Consider all the college football coaches who registered meaningful achievements, carved out substantive careers, and then lost steam because they refused to fire coordinators or other important assistants.
It’s a long list. Take just a few recent examples.
Frank Beamer was loyal to a fault at Virginia Tech. Mark Richt kept Mike Bobo for a long time at Georgia, before Bobo left for a head coaching gig. Charlie Strong should have aimed for a top-tier offensive coordinator when he moved from Louisville to Texas, but he kept Shawn Watson and paid a significant price. He hopes Sterlin Gilbert will rescue him this season and — should he get a fourth — in 2017.
On the other side of the coin, consider coaches who struggled and — instead of maintaining their staffs — found the willingness to whack a coordinator in the pursuit of improvement.
At the University of Oklahoma, Bob Stoops got rid of Josh Heupel and hired Lincoln Riley.
At the University of North Carolina, Larry Fedora junked his previous co-coordinators on defense and hired Gene Chizik.
Oklahoma made the College Football Playoff, revitalizing Stoops’ luminous career. Fedora gained the breakthrough he sorely needed in Chapel Hill. Their decisions might not have been easy ones, but they were necessary, and they wielded enormous transformative power.
This brings us to our story and the San Joaquin Valley, located in the inland portion of central California.
Fresno will always be a college sports town. Jerry Tarkanian made the NCAA Tournament there. The city’s college football team, the Fresno State Bulldogs, thumped USC in the Freedom Bowl decades ago and — in 2005 — played the very same Trojans in one of the most memorable games of the 21st century.
Fresno aches for a taste of college sports glory at the highest levels of competition. When Tim DeRuyter came from Texas A&M to be the Bulldogs’ new head football coach, he gave the locals something to shout about.
In his first two seasons on the job — yes, he inherited Derek Carr and Davante Adams, but he still made good use of them — DeRuyter won 20 games, a share of one Mountain West title, and an outright conference championship. His 2013 team entered its last regularly-scheduled game with a perfect record. Fresno State came agonizingly close to a BCS bowl berth.
Then Carr left.
The dynamic passing game which carried the Bulldogs in DeRuyter’s first two seasons collapsed. Fresno State actually won the Mountain West’s West Division in 2014, but only because every opponent was worse, not because the Bulldogs attained a higher standard. At 6-6, Fresno State attained bowl eligibility, but due to the need to play the Mountain West Championship Game (which the Bulldogs lost to Boise State), DeRuyter’s group fell to 6-7. When it then lost its bowl game, Fresno finished 2014 at 6-8.
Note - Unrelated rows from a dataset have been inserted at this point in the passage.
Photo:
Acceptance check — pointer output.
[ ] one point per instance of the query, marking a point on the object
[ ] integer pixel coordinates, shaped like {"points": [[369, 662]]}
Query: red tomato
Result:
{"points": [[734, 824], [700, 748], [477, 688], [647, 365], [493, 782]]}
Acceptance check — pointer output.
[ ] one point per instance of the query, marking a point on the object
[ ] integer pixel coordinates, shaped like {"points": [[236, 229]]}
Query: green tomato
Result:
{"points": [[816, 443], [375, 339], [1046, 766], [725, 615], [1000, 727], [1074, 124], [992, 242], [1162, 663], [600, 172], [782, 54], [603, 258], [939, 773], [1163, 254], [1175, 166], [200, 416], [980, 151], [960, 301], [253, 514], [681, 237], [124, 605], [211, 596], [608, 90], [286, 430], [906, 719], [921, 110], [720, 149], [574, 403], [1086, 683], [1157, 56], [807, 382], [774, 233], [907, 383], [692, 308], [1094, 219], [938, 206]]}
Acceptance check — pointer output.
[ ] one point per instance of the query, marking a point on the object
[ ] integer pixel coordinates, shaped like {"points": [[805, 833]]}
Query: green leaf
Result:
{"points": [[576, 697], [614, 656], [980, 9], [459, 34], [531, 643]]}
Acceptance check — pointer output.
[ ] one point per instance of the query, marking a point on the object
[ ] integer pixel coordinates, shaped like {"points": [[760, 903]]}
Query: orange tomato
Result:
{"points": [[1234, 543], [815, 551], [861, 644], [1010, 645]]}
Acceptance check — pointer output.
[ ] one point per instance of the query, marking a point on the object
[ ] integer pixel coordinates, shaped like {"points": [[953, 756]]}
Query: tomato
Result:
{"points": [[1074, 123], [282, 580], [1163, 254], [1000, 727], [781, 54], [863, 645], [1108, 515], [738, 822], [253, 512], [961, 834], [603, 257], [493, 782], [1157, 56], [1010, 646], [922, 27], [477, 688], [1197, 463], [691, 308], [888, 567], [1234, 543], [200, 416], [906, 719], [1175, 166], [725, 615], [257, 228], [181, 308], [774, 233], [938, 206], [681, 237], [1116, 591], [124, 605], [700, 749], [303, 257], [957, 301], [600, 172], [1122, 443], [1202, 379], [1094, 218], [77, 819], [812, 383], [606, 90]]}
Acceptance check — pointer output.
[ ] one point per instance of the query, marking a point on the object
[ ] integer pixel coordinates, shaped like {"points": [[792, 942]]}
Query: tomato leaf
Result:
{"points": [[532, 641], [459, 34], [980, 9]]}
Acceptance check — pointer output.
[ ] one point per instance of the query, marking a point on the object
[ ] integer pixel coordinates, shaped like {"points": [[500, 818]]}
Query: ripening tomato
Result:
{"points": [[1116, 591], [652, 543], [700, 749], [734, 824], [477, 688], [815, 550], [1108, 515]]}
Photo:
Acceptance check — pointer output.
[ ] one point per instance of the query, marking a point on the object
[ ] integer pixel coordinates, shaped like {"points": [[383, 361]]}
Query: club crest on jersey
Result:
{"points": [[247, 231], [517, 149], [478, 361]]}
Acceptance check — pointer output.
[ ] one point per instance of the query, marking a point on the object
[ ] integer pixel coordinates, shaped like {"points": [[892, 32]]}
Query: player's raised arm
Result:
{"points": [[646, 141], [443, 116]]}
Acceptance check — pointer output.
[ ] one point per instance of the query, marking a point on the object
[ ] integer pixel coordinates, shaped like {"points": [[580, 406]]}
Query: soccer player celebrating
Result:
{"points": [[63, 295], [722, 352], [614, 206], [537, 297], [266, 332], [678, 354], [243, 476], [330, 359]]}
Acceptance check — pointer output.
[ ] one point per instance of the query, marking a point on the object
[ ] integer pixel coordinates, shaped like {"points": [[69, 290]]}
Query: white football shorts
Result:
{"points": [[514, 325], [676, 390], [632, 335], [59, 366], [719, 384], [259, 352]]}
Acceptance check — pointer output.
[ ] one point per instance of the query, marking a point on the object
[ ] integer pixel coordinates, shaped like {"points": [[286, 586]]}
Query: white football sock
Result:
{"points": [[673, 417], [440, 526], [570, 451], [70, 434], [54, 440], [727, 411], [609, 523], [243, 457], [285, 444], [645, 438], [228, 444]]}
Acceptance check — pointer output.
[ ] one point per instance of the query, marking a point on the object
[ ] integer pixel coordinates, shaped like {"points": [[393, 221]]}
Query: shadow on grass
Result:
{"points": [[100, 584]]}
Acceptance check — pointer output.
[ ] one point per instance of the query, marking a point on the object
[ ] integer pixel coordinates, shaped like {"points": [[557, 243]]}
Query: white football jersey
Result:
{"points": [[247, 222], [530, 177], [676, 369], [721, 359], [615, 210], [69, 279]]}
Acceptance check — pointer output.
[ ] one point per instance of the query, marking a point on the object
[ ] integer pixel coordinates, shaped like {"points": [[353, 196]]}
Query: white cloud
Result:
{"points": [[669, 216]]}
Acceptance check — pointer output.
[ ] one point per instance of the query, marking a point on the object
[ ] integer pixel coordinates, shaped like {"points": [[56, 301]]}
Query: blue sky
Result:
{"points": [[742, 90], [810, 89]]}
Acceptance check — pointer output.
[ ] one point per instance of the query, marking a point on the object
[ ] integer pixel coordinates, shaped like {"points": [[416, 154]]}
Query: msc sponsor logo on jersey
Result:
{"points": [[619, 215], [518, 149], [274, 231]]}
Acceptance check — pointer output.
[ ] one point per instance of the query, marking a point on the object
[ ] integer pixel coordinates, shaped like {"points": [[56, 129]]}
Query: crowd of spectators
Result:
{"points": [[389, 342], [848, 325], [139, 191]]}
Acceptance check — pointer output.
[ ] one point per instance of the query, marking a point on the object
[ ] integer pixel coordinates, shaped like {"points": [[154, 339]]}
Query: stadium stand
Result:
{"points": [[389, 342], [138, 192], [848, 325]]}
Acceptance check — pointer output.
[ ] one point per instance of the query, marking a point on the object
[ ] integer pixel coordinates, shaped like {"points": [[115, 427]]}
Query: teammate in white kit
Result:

Last year, the bottom fell out.
The Bulldogs finished 3-9, as you’d expect of a team which finished last in the Mountain West in scoring defense; next to last in rushing defense; and last in third-down defense (conversion percentage allowed).
The offense had to be special to overcome the defense; instead, it was below-average: 22.3 points per game, 10th in the 12-team Mountain West; 31 percent of fourth downs converted, next to last in the league; and 69.7 percent of red zone trips converted into scores, next to last in the league and one of the seven worst teams in the FBS. Only seven teams converted fewer than 70 percent of their red-zone trips into points; Fresno State was one of them.
The Bulldogs were a team in disarray, on both sides of the ball. DeRuyter had to face the fact that neither coordinator — Dave Schramm on offense or Nick Toth on defense — was getting the job done. DeRuyter also had to realize that while he did a superb job with inherited talent, his own recruits were not delivering the goods. That’s an inescapable conclusion for a coach who excels in his first two seasons and plummets in his third and fourth campaigns.
DeRuyter arrived at the intersection of loyalty and progress. Choosing one would cut against the other.
Bob Stoops and Larry Fedora were willing to change their staffs.
DeRuyter followed their example.
Eric Kiesau (offense) and Lorenzo Ward (defense) give DeRuyter two new coordinators in 2016. Several further additions and reshufflings have created a dramatically different staff.
Crises can be responded to with stubbornness or change. Leaders can cling to what has worked in the past or embrace what needs to be done for the future.
There are no guarantees DeRuyter’s decisions will bear fruit, but at least he has made a good-faith attempt to address conspicuous and widespread problems.
If Fresno State produces a winning season this year, Bob Stoops and Larry Fedora will nod and smile, knowing Tim DeRuyter did what he had to do, when he had to do it.
Change is scary, but a miserable stasis is worse. Fresno State, with two new coordinators under a fifth-year head coach, will represent one of the more fascinating coaching stories of the coming college football season.